Josephine CRAWLEY QUINN The
Provincialization of Africa
It is generally claimed that after the destruction of Carthage in 146, Rome created a province in North Africa. In this paper I argue that this is too legalistic a conception of events: that although Rome exercised hegemony in the region from c.200 BCE, the area over which Rome acquired territorial rights in 146 was likely much smaller than usually supposed, and that there is little evidence for Roman administrative intervention or territorial exploitation before the passage of the lex agraria in 111. Although a late republican understanding of the Roman empire as composed of a system of territorial provinces directly administered and exploited by Romans is well attested, this is not the case for the second century. The events of 146 did not amount to the creation of a 'province' in Africa and such a description obscures the slow and halting development of Roman authority in the region.
The 146 settlement included the imposition of tribute and, probably, a garrison. Neither of these arrangements amount to a sufficient condition for the identification of a 'province', since both phenomena can be found in places not identified as provinces. Although territorial acquisition or annexation is not attested in 146, in 125 a colony was planned on the site of Carthage, and by 111 Rome was assigning and leasing land in Africa according to the lex agraria. The most economical interpretation is that in 146 Rome claimed the hinterland of the city of Carthage, a much smaller acquisition than usually envisaged. The discrepancy is due to the universal assumption that the fossa regia formed the original boundary between Roman and Numidian Africa. I suggest instead that this frontier was rather a Numidian initiative, marking the generous boundary to their territory agreed with the Romans. There is no reason to assume that the entire area on the other side of this boundary was either in theory or practice considered Roman.

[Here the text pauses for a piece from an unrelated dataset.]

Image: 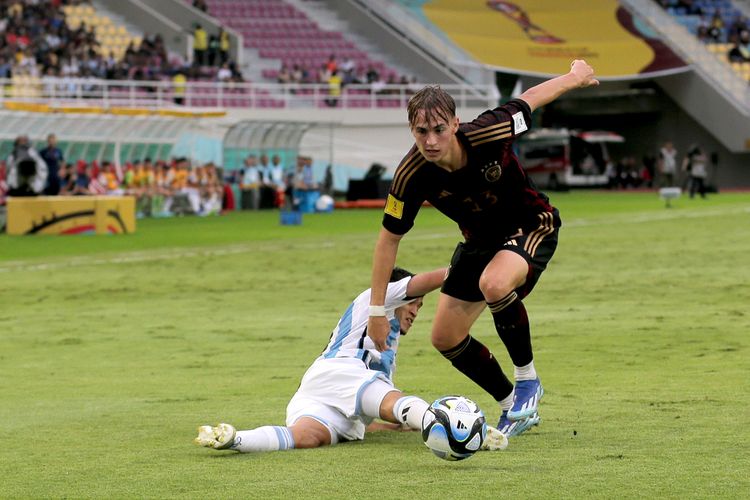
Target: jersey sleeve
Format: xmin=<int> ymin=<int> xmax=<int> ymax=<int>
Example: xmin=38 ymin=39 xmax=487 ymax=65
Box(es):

For over thirty years after this there is no evidence for large-scale or systematic administrative intervention or territorial exploitation in Africa on the initiative of the Roman government. The extensive centuriation pattern visible in north west Tunisia is usually presumed to date either to the settlement of 146 or the foundation of a colony in 125, but there is no material evidence for its dating and the bulk of it could as easily be Augustan. The colony itself was swiftly revoked, and although colonists were sent out. The provisions of the lex agraria of 111 suggest that prior to this law there was little systematic organization or taxation of Roman land in Africa. But the law must itself have marked an important turning point: even if the intention was not to effect the 'provincialization' of Africa, the consequences of the law in terms of regulation, centuriation, administration and record-keeping would have solidified the Roman hold on this region of Africa. The subsequent campaigns of the Jugurthan War would also have had a disciplinary effect on Roman Africa, and acted for the Romans as a confirmation of their need and right to be there.